Only one person reported feeling any of these earthquakes, they felt weak shaking from the largest of the swarm, a M2.4 on December 28th. The vast majority of the quakes have been tiny, only 4 have been above magnitude 2, the rest were magnitude 1’s and lower.
Earthquakes that occur close to each other have very similar waveforms so we used the waveform shape of the known events as a template to scan through the continuous seismic data and pull out the rest of the smaller quakes that did not make it into the PNSN catalog. The plot below shows a subset of these events, highlighting just how similar the waveforms are to each other. Red events are events that made it into the PNSN catalog, black ones were too small, the time scale is in seconds.
When we look at patterns of event occurrence using this more complete dataset (below), we see that these little quakes have been popping off nearly continuously since October, with some sporadic bursts of activity, particularly in December.

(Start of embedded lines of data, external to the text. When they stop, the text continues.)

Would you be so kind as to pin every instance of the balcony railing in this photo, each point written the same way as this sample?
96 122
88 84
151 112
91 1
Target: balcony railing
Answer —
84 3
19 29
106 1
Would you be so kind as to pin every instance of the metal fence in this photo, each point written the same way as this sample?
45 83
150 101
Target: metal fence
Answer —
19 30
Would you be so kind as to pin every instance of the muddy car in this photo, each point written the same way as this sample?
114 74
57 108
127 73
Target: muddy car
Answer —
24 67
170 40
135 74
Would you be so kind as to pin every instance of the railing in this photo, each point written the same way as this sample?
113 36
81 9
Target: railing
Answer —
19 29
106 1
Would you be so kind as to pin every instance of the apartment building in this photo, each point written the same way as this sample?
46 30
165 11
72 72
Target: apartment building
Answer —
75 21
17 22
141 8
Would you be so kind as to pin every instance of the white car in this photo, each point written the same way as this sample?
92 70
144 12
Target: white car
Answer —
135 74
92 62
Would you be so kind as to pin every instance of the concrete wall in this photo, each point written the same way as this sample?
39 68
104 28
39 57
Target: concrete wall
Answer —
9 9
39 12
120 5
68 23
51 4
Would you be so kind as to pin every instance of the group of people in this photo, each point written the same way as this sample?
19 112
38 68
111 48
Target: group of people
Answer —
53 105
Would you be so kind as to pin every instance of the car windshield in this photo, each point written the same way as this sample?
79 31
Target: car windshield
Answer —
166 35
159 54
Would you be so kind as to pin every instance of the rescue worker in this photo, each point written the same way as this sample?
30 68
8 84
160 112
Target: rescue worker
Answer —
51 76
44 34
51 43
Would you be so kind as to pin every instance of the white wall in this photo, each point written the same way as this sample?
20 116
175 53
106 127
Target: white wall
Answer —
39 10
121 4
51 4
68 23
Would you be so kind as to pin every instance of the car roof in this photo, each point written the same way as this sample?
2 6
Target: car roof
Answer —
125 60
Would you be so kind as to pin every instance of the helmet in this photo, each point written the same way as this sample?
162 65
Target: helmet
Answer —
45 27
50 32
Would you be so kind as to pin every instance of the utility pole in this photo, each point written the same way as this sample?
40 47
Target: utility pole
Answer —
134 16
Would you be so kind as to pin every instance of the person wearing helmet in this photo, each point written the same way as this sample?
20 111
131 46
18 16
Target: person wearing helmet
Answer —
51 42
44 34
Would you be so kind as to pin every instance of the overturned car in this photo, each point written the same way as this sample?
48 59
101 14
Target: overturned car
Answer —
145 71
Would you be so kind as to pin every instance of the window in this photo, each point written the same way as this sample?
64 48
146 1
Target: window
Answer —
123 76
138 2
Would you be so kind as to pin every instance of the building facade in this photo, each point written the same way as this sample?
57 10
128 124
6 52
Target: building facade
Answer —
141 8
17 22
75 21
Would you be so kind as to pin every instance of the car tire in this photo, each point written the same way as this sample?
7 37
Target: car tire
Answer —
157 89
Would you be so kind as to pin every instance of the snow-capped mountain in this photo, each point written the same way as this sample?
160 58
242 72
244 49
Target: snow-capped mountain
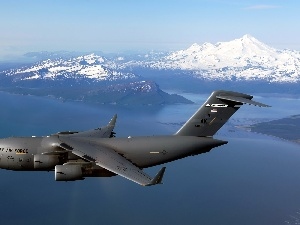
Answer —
245 58
83 67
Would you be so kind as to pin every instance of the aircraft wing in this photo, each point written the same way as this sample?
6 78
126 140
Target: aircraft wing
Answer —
109 159
101 132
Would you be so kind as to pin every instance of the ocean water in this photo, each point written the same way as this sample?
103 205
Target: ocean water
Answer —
254 179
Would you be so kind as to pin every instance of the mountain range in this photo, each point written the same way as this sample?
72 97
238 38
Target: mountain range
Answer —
243 59
199 67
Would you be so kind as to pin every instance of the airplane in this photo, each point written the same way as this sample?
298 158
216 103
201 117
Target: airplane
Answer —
76 155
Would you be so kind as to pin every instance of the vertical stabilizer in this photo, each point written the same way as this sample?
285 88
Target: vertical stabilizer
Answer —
215 112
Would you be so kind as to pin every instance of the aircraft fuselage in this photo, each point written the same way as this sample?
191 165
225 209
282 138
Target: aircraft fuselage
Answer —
43 153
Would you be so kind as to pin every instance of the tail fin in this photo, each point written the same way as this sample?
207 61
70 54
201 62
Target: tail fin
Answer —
215 112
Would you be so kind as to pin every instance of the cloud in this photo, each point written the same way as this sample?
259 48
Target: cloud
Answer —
262 7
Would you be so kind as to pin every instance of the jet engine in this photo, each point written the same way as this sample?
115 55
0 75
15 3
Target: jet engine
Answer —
45 162
68 172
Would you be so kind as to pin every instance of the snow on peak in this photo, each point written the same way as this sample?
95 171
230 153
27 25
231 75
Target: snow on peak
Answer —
89 66
245 58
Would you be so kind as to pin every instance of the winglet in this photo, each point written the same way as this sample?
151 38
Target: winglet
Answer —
158 178
112 122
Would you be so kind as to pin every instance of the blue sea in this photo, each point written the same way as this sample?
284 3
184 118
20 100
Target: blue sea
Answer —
254 179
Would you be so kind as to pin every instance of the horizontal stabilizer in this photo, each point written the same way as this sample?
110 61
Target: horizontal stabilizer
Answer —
215 112
241 100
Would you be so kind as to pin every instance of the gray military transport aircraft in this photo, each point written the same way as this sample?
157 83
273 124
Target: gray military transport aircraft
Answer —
98 153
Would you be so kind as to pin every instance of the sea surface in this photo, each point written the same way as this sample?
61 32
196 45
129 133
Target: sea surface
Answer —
254 179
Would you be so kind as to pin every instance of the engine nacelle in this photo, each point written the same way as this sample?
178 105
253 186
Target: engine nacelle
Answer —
45 162
68 172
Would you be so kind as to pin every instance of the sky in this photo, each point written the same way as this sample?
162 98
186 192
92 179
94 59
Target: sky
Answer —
131 25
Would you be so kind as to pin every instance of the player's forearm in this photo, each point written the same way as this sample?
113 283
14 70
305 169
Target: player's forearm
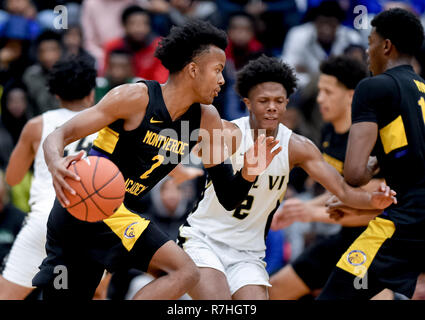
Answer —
358 178
320 215
319 200
53 146
231 189
355 197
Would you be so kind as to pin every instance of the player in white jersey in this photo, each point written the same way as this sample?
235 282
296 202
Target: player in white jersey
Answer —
229 246
72 81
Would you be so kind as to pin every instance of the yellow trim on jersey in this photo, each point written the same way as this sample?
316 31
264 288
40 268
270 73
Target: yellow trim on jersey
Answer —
127 225
420 85
337 164
107 140
359 256
393 135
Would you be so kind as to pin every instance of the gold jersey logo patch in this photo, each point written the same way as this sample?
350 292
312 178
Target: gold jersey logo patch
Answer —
356 257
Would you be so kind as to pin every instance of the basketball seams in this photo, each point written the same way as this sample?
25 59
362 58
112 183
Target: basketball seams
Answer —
96 191
108 198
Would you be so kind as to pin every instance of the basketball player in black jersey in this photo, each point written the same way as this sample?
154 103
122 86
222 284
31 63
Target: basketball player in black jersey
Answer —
338 79
145 129
388 114
310 271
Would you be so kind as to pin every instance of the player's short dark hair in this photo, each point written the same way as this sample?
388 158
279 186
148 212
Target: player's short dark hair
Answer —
130 10
186 42
265 69
402 27
72 78
348 71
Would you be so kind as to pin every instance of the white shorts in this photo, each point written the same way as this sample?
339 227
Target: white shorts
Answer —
28 250
241 267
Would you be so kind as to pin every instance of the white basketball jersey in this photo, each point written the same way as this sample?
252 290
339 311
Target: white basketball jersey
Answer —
42 193
245 227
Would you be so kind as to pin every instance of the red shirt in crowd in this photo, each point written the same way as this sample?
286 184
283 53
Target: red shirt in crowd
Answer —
145 64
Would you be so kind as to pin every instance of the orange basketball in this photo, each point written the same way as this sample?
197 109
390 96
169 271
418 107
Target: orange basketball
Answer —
99 192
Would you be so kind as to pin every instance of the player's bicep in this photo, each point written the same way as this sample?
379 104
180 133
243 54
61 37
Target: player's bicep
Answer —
361 141
305 154
213 147
23 154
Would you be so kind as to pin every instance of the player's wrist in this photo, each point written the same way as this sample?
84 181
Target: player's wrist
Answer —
246 176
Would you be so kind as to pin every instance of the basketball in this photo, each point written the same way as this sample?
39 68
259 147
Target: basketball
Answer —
99 192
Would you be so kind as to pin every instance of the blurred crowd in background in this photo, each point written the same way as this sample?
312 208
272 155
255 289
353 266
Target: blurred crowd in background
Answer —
120 38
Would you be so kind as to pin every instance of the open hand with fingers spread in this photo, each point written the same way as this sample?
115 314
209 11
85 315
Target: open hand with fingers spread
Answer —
59 171
259 156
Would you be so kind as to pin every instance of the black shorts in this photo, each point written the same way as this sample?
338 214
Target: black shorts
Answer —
316 262
78 252
388 254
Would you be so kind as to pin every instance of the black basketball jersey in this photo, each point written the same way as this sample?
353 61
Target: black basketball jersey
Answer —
148 153
333 146
395 100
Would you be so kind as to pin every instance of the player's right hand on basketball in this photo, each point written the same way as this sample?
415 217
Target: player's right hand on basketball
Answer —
259 156
59 171
383 197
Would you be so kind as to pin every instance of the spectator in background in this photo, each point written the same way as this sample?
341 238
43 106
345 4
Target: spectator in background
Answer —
176 12
119 71
11 220
357 52
14 106
307 45
141 42
49 50
273 18
72 39
15 38
24 8
101 22
6 146
242 47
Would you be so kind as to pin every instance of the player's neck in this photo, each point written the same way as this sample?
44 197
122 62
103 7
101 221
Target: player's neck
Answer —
176 97
76 105
342 125
399 61
256 131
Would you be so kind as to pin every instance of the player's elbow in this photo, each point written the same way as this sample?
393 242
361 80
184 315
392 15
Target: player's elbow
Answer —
355 177
11 179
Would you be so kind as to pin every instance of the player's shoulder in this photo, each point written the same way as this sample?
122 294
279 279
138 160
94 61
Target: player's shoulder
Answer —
33 128
128 94
376 84
300 148
209 115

A high resolution relocation of the events relative to each other using a method called “double difference relocation” shows that the earthquakes fall more or less on a oval-shaped patch ~1.5 km tall and ~0.8 km wide that dips steeply, about 70°, toward the southwest. There is no obvious migration in the locations over time to suggest fluid migration, sometimes a cause of swarm-like seismicity, so what is it? Perhaps Hollywood has some answers?